Now corporations can “do the right thing” by bringing automated external defibrillators (AEDs) into their offices around the world without the added fear of litigation, thanks to the pioneering efforts of a major player in the sector.

The Emergency Response Systems (ERS) business of Medtronic Physio-Control (Redmond, Washington), one of the world’s largest and oldest makers of AEDs, has introduced what it says is the first program to protect companies that deploy the devices to help treat the up to 450,000 victims of sudden cardiac arrest (SCA) each year.

Medtronic (Minneapolis) – which through its ERS unit has distributed more than 500,000 Lifepak defibrillators worldwide – unveiled its new indemnification program in Philadelphia at the Risk and Insurance Management Society’s (RIMS; New York) annual meeting, the nation’s largest gathering of insurance executives and risk managers.

The indemnification program, available to Heart Safe Solution customers, protects qualified participants from claims arising directly from personal injuries to patients that occur during the use of the devices.

“The biggest barrier to full-scale adoption of cost-effective, life-saving AEDs has been a misguided fear that companies expose themselves to liability claims if they adopt the technology,” said Brian Webster, vice president of Medtronic EMR’s commercial business.

Speaking from the floor of the RIMS meeting, he told Medical Device Daily that his company’s indemnification program “protects companies from liability risks resulting from AED use, allowing corporate risk managers and human resource executives to focus on the real issue we face in America: fighting one of the nation’s leading causes of death and increasing workplace safety.”

Webster said that the company was not spurred to offer this protection to its commercial customers based on any historically high volume of lawsuits arising from use of AEDs in the workplace but rather from “feedback from our customers saying that they were concerned about the potential of liability.”

He said that about 63 of the Fortune 100 companies are currently Medtronic customers, and they have consistently told Medtronic that they would love to have these devices available for their employees and customers, but they were a little bit concerned that they would be bringing liability into their organizations.

The Heart Safe Solution, available to commercial customers, is a package of training and support services developed so the company’s customers can rely on the Lifepak AED. Medtronic said this solution also assists companies in meeting federal, state and local AED requirements.

Webster said that the Heart Safe Solution is a “wrap-around set of services that we sell with the device. This unique package of services and protection eliminates the barrier to adopting AEDs by reducing our customers’ liability for fundamentally doing the right thing,” he said.

Medtronic designs individual AED programs to suit the unique needs of each corporate customer. “It’s really in that situation where we participated in the design of their AED program to make sure that it is set up and implemented correctly,” said Webster. “It’s in that situation that we protect them.”

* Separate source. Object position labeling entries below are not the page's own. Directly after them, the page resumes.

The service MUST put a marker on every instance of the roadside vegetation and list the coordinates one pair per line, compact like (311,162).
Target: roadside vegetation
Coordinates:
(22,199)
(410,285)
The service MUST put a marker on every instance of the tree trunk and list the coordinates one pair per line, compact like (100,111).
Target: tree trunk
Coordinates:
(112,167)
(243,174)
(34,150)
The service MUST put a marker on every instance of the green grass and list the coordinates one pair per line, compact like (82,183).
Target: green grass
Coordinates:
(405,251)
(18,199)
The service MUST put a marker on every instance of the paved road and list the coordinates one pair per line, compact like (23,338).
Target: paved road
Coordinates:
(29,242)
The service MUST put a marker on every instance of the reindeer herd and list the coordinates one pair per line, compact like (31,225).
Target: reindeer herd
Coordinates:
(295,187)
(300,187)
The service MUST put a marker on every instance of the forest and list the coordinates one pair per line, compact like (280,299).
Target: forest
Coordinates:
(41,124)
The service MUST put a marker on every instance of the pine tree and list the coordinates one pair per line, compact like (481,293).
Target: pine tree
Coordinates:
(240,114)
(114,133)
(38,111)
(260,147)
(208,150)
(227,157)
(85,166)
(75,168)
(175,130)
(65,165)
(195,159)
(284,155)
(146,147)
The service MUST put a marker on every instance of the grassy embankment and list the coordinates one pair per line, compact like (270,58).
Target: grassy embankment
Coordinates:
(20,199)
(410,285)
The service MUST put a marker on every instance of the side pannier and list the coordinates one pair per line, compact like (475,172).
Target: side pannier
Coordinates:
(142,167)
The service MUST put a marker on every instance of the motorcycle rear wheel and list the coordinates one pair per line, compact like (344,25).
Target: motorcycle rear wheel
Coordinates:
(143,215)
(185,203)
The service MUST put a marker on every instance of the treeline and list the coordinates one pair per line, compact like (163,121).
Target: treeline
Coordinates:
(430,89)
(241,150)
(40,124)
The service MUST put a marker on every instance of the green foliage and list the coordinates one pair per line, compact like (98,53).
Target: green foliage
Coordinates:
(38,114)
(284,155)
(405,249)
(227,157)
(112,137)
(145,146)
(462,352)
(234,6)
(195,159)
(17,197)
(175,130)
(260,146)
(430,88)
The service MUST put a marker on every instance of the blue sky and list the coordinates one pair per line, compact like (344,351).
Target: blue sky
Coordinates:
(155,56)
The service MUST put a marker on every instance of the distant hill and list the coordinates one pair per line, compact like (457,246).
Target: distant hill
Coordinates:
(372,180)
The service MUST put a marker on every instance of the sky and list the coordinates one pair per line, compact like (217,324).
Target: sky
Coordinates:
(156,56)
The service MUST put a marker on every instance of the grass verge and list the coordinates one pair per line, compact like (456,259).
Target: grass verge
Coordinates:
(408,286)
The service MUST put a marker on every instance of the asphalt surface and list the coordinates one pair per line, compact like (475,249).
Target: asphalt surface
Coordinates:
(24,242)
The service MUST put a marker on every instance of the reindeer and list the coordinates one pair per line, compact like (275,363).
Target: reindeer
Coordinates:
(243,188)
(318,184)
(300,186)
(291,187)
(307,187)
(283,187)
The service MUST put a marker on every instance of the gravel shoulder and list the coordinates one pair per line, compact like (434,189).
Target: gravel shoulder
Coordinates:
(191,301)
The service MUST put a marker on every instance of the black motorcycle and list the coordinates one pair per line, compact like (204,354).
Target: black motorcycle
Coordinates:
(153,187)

Companies sign up for Medtronic to manage their AED programs via contracts that range on average from one to five years, and the price for the service to a corporate customer varies, based on such factors as the length of the agreement and the number of AED units covered.

Webster said that competitors within the AED sector would have to respond in kind to his company’s indemnification program in order to retain their customers.

“We really pioneered this industry,” he said, adding that as the market leader, “our competitors are most likely to respond to this at some point because [customers] like this offering.”

Although not everyone can be saved from sudden cardiac arrest, some studies have shown that early defibrillation can dramatically improve survival rates. Today, out-of-hospital survival rates from sudden cardiac arrest are about 5%, yet recent studies show that more than 70% of victims may survive when AEDs are accessible and used within three minutes of collapse.

The company noted that average response time for emergency medical response teams to arrive at the scene of a sudden cardiac arrest is six to 12 minutes. This fact, it said, underscores the importance for AEDs in businesses, schools and public places. Lifepak AEDs are prescription devices. To receive a prescription, a physician must be consulted. AED users should be trained in CPR and the use of the AED.

Webster said that Medtronic felt comfortable adding the indemnity for its AED program customers. “We’re basically just simply standing behind the product and the program. When we design [a program], we help the customer implement it [and] we manage it then we’re going to take the responsibility for that customer.”